The idea that Middlesex (by Jeffrey Eugenides) is about a person who is somewhere in the middle ground between what we call female and male is a bit of a ruse. It is true to some degree: the narrator is genetically male and has a rare condition that caused, among other things, the development of what appears to be female genitalia. As a result, she is raised as a girl named Calliope. At age 14, with the onset of puberty, things become less clear and by 15, Calliope begins to live as Cal, a boy no matter what his genitals look like. Eugenides also gives some time to the nascent intersex movement during the 1970s and 1908s, but all this is not the main point.

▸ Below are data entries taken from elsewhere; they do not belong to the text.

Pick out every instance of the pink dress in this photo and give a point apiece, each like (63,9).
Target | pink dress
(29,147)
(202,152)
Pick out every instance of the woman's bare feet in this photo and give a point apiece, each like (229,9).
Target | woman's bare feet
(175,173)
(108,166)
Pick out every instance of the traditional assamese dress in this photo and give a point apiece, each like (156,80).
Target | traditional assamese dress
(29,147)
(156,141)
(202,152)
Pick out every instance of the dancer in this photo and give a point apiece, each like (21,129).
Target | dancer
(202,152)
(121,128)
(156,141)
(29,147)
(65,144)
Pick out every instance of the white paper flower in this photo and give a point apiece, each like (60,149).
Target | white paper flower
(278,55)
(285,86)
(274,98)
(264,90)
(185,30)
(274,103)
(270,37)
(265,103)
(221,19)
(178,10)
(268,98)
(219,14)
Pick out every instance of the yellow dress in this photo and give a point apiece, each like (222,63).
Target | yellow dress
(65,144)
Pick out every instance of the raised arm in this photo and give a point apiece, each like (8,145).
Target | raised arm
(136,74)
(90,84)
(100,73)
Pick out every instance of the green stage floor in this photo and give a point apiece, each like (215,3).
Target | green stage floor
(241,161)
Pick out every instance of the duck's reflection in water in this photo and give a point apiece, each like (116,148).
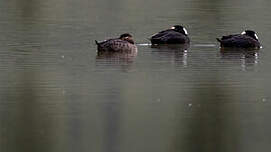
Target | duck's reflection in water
(246,57)
(177,53)
(116,60)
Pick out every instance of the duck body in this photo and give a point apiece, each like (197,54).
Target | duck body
(123,44)
(176,35)
(247,39)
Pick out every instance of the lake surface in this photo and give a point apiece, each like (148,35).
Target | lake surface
(57,95)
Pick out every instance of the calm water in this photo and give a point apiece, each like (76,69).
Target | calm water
(57,95)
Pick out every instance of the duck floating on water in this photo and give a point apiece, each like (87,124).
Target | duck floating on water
(175,35)
(247,39)
(124,44)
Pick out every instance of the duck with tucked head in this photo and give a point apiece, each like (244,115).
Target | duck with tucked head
(124,43)
(247,39)
(175,35)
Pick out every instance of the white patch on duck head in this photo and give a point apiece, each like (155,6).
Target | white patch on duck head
(185,31)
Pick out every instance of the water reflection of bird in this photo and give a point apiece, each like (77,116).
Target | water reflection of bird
(247,57)
(247,39)
(124,43)
(176,35)
(177,53)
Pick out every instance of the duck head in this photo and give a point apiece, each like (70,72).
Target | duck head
(251,34)
(127,37)
(180,29)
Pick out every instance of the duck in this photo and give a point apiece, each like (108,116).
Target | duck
(247,39)
(124,43)
(177,34)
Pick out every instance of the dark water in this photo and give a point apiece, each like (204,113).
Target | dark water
(57,95)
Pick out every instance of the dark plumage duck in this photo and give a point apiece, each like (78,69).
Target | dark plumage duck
(176,35)
(247,39)
(124,43)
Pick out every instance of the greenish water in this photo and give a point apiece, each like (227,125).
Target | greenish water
(57,95)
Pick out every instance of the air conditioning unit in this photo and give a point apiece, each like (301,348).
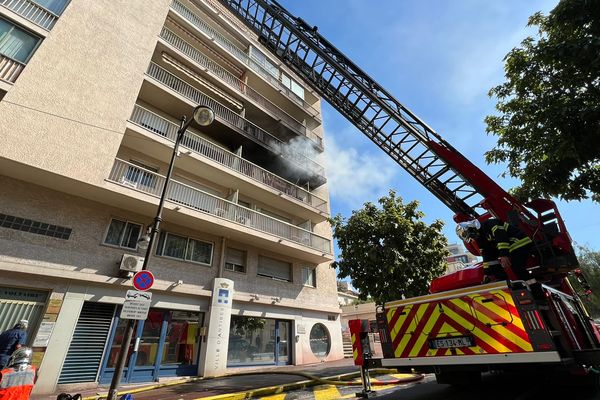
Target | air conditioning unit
(130,263)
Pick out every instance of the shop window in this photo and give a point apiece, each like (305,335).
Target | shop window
(235,260)
(274,269)
(184,248)
(320,341)
(123,233)
(16,43)
(309,276)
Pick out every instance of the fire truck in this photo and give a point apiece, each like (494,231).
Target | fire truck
(463,327)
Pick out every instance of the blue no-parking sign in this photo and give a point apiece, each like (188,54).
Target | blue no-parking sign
(143,280)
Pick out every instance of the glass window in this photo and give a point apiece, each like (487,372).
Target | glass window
(235,260)
(320,342)
(56,6)
(16,43)
(251,340)
(309,276)
(184,248)
(181,341)
(123,233)
(275,269)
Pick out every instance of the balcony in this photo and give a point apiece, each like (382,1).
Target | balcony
(236,84)
(10,69)
(240,55)
(32,11)
(239,124)
(165,128)
(146,181)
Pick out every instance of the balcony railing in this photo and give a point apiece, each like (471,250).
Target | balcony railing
(146,181)
(32,11)
(10,69)
(240,54)
(236,84)
(163,127)
(234,120)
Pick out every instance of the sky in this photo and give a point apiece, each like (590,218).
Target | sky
(439,58)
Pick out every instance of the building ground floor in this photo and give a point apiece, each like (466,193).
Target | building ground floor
(76,331)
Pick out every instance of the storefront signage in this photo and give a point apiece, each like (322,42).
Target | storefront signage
(136,305)
(43,336)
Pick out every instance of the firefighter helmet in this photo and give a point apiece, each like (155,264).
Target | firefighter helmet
(468,230)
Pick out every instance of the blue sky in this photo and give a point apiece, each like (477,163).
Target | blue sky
(439,58)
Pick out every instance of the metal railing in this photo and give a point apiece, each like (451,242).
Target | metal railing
(232,81)
(234,120)
(240,54)
(32,11)
(146,181)
(10,69)
(161,126)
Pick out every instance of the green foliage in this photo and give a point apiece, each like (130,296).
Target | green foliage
(548,125)
(589,262)
(388,251)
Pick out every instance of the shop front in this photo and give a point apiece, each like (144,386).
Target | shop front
(259,341)
(166,344)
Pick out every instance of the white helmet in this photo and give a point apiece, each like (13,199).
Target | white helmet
(468,230)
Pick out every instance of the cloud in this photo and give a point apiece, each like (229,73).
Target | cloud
(356,176)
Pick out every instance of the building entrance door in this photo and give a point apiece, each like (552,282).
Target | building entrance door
(165,344)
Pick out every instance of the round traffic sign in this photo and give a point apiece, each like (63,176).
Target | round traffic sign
(143,280)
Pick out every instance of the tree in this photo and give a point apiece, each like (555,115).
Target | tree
(389,251)
(589,262)
(549,108)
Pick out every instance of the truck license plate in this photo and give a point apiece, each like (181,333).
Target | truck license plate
(451,342)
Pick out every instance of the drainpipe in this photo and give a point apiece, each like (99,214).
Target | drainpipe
(222,257)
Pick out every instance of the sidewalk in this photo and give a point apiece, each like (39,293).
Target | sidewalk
(199,388)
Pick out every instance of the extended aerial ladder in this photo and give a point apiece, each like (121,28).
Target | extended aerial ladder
(409,141)
(490,326)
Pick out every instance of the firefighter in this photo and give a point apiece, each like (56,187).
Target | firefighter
(11,340)
(18,378)
(502,246)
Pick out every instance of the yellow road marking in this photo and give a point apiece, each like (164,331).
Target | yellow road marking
(326,392)
(275,397)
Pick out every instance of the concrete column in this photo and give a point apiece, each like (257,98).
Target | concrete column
(58,346)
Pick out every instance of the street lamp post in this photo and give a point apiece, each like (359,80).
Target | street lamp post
(203,116)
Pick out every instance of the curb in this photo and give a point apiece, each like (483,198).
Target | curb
(248,393)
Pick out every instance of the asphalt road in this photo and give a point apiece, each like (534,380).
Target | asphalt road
(493,387)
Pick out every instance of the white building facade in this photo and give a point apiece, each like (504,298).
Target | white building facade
(91,96)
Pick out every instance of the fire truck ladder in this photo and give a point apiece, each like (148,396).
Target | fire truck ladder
(382,118)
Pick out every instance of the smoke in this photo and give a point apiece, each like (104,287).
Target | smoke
(353,176)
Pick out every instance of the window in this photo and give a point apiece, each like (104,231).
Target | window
(291,84)
(320,342)
(264,62)
(184,248)
(123,234)
(56,6)
(235,260)
(309,276)
(275,269)
(16,43)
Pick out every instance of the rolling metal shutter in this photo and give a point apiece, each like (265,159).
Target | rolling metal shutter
(87,346)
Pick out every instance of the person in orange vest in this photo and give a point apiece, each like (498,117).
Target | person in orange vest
(18,378)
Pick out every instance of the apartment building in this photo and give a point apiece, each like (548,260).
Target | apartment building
(91,98)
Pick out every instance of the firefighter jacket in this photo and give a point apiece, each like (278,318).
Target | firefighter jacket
(16,384)
(499,239)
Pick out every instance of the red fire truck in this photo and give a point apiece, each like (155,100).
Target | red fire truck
(462,327)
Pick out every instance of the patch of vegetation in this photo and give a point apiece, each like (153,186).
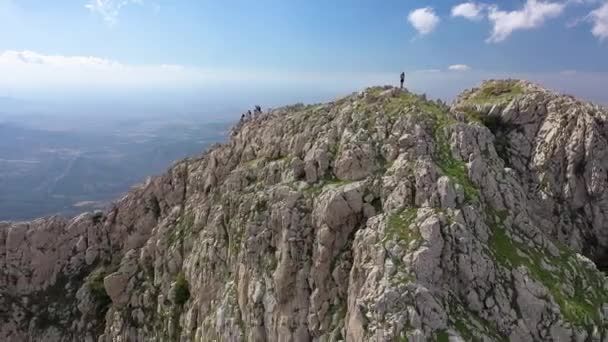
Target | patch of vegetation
(450,166)
(95,286)
(152,205)
(407,102)
(497,92)
(582,307)
(336,183)
(182,229)
(399,226)
(442,336)
(463,329)
(182,289)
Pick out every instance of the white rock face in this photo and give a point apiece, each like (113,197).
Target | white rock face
(377,217)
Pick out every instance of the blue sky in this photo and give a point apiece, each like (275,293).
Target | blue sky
(311,47)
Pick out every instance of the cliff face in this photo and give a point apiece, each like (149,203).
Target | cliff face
(380,216)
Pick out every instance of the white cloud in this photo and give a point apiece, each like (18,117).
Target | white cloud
(599,19)
(109,9)
(424,20)
(532,15)
(468,10)
(459,67)
(24,71)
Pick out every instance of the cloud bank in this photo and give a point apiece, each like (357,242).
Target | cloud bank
(424,20)
(532,15)
(109,9)
(599,19)
(459,67)
(468,10)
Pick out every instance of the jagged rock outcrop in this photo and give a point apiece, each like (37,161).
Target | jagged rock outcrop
(380,216)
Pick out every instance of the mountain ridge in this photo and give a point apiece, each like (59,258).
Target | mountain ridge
(381,215)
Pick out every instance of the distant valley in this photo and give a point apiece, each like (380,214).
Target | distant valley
(54,171)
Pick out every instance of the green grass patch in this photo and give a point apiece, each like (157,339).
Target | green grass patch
(182,289)
(94,284)
(442,336)
(497,92)
(399,226)
(182,229)
(581,308)
(451,167)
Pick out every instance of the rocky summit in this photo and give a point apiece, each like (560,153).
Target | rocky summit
(381,216)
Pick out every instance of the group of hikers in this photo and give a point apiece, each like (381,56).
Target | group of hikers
(257,110)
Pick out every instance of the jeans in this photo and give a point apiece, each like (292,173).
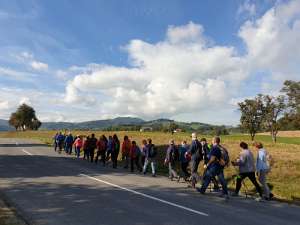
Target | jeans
(195,164)
(114,158)
(92,153)
(151,161)
(262,178)
(172,172)
(210,174)
(77,151)
(135,161)
(68,148)
(184,166)
(102,154)
(251,176)
(86,154)
(125,159)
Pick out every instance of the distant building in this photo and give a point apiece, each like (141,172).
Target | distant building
(143,129)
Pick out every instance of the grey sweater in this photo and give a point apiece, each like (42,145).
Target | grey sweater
(246,161)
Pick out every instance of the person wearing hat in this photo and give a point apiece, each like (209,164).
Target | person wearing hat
(196,156)
(171,158)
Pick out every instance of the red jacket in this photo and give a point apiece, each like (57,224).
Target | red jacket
(126,146)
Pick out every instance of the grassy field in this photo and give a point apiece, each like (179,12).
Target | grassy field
(284,178)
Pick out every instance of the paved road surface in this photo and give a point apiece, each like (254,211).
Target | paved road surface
(48,188)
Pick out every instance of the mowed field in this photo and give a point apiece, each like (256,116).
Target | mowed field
(284,178)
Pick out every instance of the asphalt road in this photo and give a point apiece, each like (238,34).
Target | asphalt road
(47,188)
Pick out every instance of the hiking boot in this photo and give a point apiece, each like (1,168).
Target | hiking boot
(200,191)
(234,194)
(258,199)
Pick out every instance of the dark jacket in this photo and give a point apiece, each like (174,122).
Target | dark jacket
(196,150)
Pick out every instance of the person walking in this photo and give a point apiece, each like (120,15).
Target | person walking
(196,156)
(215,167)
(86,143)
(69,140)
(116,150)
(171,157)
(150,156)
(246,165)
(101,149)
(78,143)
(134,155)
(184,161)
(263,166)
(206,152)
(143,152)
(55,144)
(60,142)
(126,146)
(92,147)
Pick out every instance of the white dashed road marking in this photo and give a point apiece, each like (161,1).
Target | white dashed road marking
(28,153)
(146,196)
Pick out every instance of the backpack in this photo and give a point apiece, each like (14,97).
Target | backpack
(224,160)
(152,151)
(269,161)
(174,154)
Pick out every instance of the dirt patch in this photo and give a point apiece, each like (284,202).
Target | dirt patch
(8,215)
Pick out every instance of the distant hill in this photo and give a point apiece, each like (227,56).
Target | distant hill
(4,126)
(92,125)
(122,123)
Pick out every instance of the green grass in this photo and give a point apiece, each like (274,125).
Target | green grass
(284,177)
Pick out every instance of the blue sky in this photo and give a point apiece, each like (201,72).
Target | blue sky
(85,60)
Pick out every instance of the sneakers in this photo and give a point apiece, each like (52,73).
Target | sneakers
(200,191)
(234,194)
(258,199)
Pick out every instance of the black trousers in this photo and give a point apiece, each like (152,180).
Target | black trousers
(135,161)
(114,158)
(184,166)
(102,155)
(251,176)
(92,153)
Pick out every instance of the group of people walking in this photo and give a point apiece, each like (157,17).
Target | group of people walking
(108,149)
(215,159)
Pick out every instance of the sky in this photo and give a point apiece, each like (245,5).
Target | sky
(186,60)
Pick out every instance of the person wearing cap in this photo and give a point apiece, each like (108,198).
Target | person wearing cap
(170,159)
(184,161)
(213,168)
(196,156)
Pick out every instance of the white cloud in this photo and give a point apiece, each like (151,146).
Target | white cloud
(40,66)
(247,8)
(182,73)
(4,105)
(25,100)
(186,73)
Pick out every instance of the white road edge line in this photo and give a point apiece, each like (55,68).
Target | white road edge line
(28,153)
(146,196)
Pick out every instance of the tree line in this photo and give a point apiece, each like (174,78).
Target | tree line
(272,113)
(24,119)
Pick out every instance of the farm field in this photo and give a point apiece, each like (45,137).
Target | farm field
(284,178)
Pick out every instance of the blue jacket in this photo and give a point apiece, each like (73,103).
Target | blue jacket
(182,151)
(69,140)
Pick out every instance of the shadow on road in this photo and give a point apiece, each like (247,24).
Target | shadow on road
(22,145)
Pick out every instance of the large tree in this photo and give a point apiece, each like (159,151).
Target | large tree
(291,119)
(24,118)
(252,115)
(273,109)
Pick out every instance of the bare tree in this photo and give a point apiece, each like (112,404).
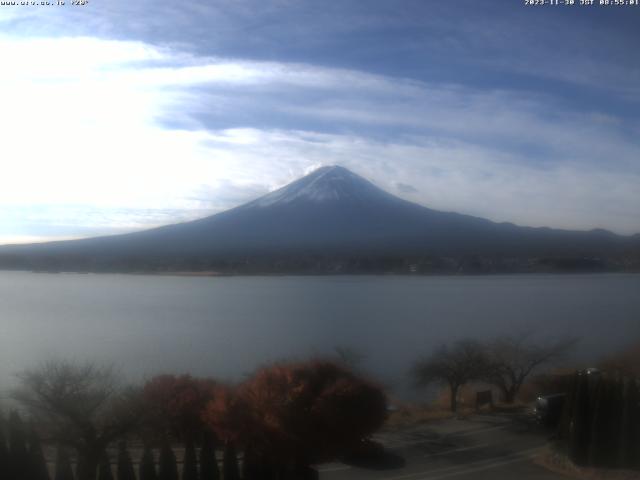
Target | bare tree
(512,359)
(453,365)
(81,406)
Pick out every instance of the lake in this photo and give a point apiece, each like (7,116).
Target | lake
(227,326)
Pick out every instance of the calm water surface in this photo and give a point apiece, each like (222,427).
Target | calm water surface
(228,326)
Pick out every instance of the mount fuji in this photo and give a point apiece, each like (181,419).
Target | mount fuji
(331,213)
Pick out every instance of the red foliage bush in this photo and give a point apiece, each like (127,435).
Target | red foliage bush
(304,412)
(176,403)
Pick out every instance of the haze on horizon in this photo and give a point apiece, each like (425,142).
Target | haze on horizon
(130,115)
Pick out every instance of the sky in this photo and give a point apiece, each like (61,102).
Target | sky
(119,116)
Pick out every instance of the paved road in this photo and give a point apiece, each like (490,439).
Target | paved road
(481,447)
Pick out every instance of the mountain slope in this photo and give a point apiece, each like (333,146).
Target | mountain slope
(332,212)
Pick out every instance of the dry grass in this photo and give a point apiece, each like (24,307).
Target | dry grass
(409,415)
(559,463)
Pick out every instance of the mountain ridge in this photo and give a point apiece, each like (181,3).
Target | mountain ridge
(331,213)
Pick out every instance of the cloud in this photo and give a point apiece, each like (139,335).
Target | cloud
(406,188)
(139,135)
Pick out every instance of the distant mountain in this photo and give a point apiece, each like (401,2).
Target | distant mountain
(331,217)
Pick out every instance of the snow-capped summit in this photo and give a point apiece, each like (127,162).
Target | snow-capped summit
(331,213)
(326,184)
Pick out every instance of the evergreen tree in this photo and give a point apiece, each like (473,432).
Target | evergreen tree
(104,468)
(4,455)
(255,467)
(18,453)
(579,434)
(125,465)
(37,462)
(208,462)
(601,417)
(63,466)
(168,466)
(633,425)
(230,463)
(190,464)
(147,469)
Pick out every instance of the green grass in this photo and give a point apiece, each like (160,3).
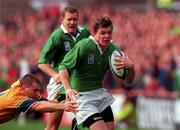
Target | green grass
(34,125)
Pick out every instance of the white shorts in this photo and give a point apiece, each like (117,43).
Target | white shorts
(92,102)
(53,88)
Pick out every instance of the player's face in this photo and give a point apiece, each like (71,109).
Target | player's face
(33,91)
(103,36)
(70,22)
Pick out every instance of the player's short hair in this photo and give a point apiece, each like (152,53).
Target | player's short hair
(70,9)
(102,21)
(29,79)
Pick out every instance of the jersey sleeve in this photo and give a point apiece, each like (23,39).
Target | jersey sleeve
(25,105)
(73,57)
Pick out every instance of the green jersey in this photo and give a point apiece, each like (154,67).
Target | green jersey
(88,64)
(59,43)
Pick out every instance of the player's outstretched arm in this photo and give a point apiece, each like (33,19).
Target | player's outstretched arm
(46,106)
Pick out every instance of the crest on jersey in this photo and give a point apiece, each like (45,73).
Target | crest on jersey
(91,59)
(67,46)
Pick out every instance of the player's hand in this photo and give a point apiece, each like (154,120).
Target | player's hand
(57,78)
(123,62)
(71,94)
(70,106)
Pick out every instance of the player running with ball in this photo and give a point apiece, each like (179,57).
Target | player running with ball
(87,63)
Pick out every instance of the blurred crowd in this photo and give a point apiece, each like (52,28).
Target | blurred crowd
(145,36)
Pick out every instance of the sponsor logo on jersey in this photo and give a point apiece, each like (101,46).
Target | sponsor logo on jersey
(91,59)
(67,46)
(97,118)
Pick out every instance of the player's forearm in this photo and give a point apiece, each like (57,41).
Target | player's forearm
(130,76)
(46,68)
(45,106)
(64,75)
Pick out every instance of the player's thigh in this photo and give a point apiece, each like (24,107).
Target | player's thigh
(108,118)
(98,125)
(53,89)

Instead, the novel is a multigenerational epic of immigration to the U.S. from Smyrna, in what we currently call Turkey but what was once part of Greece. It is a story of survival, of assimilation, of living the American Dream and losing the community and culture of the old world. In fact, the whole thing can be seen as a morality tale, because if Cal’s grandparents hadn’t been forced by the Greco/Turkish war to leave their small village, they wouldn’t have been able to marry and have kids. In their village everyone knew they were brother and sister, not husband and wife. It is only in the U.S., that cultural eraser, that this could happen. In an explicitly metaphorical sequence of remaking their identities during the passage across the Atlantic, the siblings ignore each other, enacting their courtship and marriage before the shipboard audience, none of whom knew them before the trip. It is the new world for them in more ways than one. The consequences multiply when their son unknowingly marries his cousin, and Calliope is born from this second union.
But it’s only a morality tale if we think of Calliope as a bad ending to the story. It is not clear that Eugenides wants to say that. On the contrary, you get the sense—or at least the hope—that the intersexual is the future, a new brand of humans not bound by old dichotomies. Furthermore, Calliope is concerned with all the same things any person is: family history, injustice in the world, parental approval, sibling relationships, first love—not necessarily in that order. Her genitalia are a factor in all this, but only one and ultimately not the most important one. And so, by not making his narrator’s physical being the primary focus of the book, Eugenides normalizes it.
Middlesex weaves mythology, history, political and social upheaval, intersexuality, and teen angst into whole cloth. Turning the morality tale on it’s end, Eugenides creates a new hybrid novel that is more interesting, more compelling, and just plain better. It’s a stunning achievement.